From William Davies
War Office [Richmond], 23 Apr. 1781. Encloses an extract of a letter from Gen. Greene “which came to hand this Morning.”
RC (Vi); 3 p.; addressed and endorsed. The enclosed extract of a letter from Greene to Davies was undoubtedly taken from that of 11 Apr. 1781, dated at Little River (Tr in CSmH). The extract was transmitted by TJ to Huntington on this date, but it has not been further identified. It may possibly have been that part in which Greene approved Davies’ going to the War Office (a subject on which Huntington had written TJ on 18 Apr.).

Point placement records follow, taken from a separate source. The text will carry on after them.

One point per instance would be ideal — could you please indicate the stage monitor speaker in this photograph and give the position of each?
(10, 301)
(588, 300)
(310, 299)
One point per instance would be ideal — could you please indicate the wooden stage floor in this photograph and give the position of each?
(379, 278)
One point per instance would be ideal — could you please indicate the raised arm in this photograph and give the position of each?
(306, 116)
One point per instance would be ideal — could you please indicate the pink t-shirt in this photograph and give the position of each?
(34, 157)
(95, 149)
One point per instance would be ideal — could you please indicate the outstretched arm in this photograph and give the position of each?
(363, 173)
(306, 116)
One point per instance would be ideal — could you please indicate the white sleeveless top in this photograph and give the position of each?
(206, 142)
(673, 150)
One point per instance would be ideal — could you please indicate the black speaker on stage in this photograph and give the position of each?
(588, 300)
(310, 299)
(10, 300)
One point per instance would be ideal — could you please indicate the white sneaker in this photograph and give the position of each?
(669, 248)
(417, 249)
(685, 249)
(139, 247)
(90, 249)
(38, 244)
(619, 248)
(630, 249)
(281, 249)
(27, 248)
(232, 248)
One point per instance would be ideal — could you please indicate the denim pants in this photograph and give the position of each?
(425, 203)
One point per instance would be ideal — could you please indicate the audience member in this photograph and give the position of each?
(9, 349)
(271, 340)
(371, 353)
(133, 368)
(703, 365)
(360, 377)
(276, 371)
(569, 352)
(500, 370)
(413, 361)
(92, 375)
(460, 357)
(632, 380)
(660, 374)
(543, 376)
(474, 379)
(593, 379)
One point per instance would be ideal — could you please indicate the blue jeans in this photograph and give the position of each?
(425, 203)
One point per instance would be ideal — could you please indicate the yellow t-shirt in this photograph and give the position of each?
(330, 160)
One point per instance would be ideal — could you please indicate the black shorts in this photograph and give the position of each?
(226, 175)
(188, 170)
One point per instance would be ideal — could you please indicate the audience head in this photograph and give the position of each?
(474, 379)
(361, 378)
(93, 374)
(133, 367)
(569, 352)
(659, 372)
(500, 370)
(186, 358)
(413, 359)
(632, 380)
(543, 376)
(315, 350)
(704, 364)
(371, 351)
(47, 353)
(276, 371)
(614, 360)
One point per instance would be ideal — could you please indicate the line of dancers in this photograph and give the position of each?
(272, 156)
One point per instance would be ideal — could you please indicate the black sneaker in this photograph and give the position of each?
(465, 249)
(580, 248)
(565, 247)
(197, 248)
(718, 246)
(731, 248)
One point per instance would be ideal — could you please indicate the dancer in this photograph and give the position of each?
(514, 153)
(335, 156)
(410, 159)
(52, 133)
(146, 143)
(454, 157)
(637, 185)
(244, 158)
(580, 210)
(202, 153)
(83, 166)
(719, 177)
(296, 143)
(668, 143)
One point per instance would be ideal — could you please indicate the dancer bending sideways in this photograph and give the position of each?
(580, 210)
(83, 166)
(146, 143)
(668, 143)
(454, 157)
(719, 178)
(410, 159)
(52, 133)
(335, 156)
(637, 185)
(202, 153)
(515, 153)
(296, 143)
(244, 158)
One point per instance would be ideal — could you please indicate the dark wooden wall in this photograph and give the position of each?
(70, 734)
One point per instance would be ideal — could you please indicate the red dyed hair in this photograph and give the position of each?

The following sentence in Greene’s letter may explain why Davies sent an extract to TJ rather than the full letter: “I believe no state abounded with such a plenty as Virginia ever experienced such a scarcity for want of order and a proper application of her supplies. From your abilities and application I am in hopes there will be a great reformation. …” Greene was far from consistent in statements that he made about this subject, and the temper of his remarks seems to have been gauged by the identity of his correspondent. To Washington, with whom Greene was flattering almost to the point of sycophancy, he had written on 18 Mch. 1781: “Virginia has given me every support I could wish, or expect, since Lord Cornwallis has been in North Carolina; and nothing has contributed more to this than the prejudice of the people in favor of your Excellency, which has been extended to me from the friendship you have been pleased to honor me with” (Tr in CSmH). There is no evidence in actual fact or in Greene’s correspondence with TJ, Davies, Steuben, or others in the spring of 1781 to justify this extreme statement. His comment to Davies also bears comparison with his letter of 7 Apr. 1781 to Thomas Sim Lee, Governor of Maryland, which contains a statement that Greene would never have made to the Governor of Virginia: “Had it not been for the very great exertions of Virginia the Southern States must have fallen. But it will be impossible for that State to give effectual aid to this army, while they have such a large body of the enemy in the bowels of the State” (Tr in CSmH). Greene’s habitual approach in matters of this sort was to shame, to press, and to harass officials rather than to encourage and to praise.